From his chest dripped the juice of squashed berries that he had stuffed into his shirt front.

  “The Wolf!” he screamed. “He’s got Moishe!”

  The Wolf! She dropped her work. What’s he done to my child? She seized the baby in her arms. She ran, leaving the house, leaving everything. With Jacob running and wailing behind her, she flew to the butcher shop. Avrom!
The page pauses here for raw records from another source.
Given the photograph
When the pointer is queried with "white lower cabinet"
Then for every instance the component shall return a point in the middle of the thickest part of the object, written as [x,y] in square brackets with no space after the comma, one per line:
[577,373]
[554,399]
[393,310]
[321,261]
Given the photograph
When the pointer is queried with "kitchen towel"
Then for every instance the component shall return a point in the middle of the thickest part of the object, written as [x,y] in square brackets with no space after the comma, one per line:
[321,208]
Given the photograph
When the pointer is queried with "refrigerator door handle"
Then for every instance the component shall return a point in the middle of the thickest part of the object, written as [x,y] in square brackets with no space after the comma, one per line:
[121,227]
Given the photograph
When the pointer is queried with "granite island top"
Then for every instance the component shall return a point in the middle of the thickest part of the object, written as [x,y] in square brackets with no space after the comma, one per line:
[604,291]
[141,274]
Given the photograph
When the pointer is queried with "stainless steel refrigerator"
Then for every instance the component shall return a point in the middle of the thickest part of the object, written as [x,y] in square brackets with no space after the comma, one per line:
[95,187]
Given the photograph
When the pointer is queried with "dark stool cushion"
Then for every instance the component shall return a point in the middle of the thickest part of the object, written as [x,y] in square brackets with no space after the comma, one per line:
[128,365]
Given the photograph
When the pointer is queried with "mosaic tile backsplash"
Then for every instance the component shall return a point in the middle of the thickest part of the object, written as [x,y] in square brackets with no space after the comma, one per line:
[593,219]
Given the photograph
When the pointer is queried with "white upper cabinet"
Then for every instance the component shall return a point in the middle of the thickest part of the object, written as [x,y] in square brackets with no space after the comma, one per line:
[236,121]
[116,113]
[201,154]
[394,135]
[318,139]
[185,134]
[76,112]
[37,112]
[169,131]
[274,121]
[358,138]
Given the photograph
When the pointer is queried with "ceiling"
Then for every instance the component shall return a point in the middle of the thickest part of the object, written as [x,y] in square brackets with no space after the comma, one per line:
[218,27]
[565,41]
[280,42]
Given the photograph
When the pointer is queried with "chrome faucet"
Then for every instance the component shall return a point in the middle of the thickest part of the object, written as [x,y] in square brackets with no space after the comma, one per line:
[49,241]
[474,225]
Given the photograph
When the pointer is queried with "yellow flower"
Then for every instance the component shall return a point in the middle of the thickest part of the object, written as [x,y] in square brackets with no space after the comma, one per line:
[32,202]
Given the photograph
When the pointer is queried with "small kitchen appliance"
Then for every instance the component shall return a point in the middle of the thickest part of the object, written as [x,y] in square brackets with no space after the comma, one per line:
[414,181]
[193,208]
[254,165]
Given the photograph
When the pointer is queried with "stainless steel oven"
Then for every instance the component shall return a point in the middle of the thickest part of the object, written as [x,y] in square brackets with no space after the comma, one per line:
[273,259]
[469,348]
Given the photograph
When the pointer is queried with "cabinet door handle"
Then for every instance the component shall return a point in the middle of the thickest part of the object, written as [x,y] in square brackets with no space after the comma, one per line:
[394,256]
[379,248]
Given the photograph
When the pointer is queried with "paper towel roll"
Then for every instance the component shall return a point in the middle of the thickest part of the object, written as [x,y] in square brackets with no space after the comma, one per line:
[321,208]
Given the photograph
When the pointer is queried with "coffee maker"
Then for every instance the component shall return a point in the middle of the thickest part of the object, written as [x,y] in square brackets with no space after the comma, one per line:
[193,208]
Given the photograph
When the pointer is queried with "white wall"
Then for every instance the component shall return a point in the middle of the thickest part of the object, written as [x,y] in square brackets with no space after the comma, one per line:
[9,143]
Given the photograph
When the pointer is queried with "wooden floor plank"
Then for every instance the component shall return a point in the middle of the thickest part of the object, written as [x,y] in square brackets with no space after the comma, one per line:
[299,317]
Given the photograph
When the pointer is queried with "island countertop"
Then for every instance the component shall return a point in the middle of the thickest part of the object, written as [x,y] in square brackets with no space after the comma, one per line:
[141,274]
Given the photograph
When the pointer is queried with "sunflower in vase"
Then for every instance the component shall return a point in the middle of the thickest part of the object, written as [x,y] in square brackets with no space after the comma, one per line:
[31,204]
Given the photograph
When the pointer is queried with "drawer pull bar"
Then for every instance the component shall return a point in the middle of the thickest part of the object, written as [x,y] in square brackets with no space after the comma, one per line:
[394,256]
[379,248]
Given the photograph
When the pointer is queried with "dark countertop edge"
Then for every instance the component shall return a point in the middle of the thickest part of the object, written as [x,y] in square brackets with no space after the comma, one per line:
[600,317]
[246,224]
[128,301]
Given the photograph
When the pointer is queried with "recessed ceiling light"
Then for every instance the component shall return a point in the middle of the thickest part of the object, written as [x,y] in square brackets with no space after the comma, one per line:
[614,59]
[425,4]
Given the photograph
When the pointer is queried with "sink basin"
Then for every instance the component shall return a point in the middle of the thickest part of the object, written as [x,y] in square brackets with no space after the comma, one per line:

  Together, Avrom stalking grimly ahead, to the home of the Wolf, to the high-walled orchard. Why? Why? Had they wanted berries she would have given them the kopek to buy at the market. Was this the wall? Had they climbed this wall? Her heart stood still to look at it. And the dogs – those baying hungry dogs that were chained to the trees inside. Sometimes at night, when they set up a howling, the whole town could hear them. And he beat them, too, the children, sometimes when he caught them stealing from his orchard. God, what’s that black monster doing to my child?

  From the gate they heard him. Abraham’s expression as he turned to her was as a mirror of her own astonishment. They paused for a moment outside the gate to listen. Then the clear soprano, like a silver thread, wound them through the gate and into the orchard. Fat little Moishe, his whole face stained with blackberries and dry tears, singing in the orchard. With his knees dirty in front of the great landlord! And the Wolf sat with his wife and his dogs, ears so drawn to the child’s open mouth that he didn’t even hear them approach. Even the dogs, as Abraham told about it later, had sat as though they were entranced.

  “You have a singer here,” the Wolf, Phillip Gregor Molinikov, said with admiration. “A real singer.”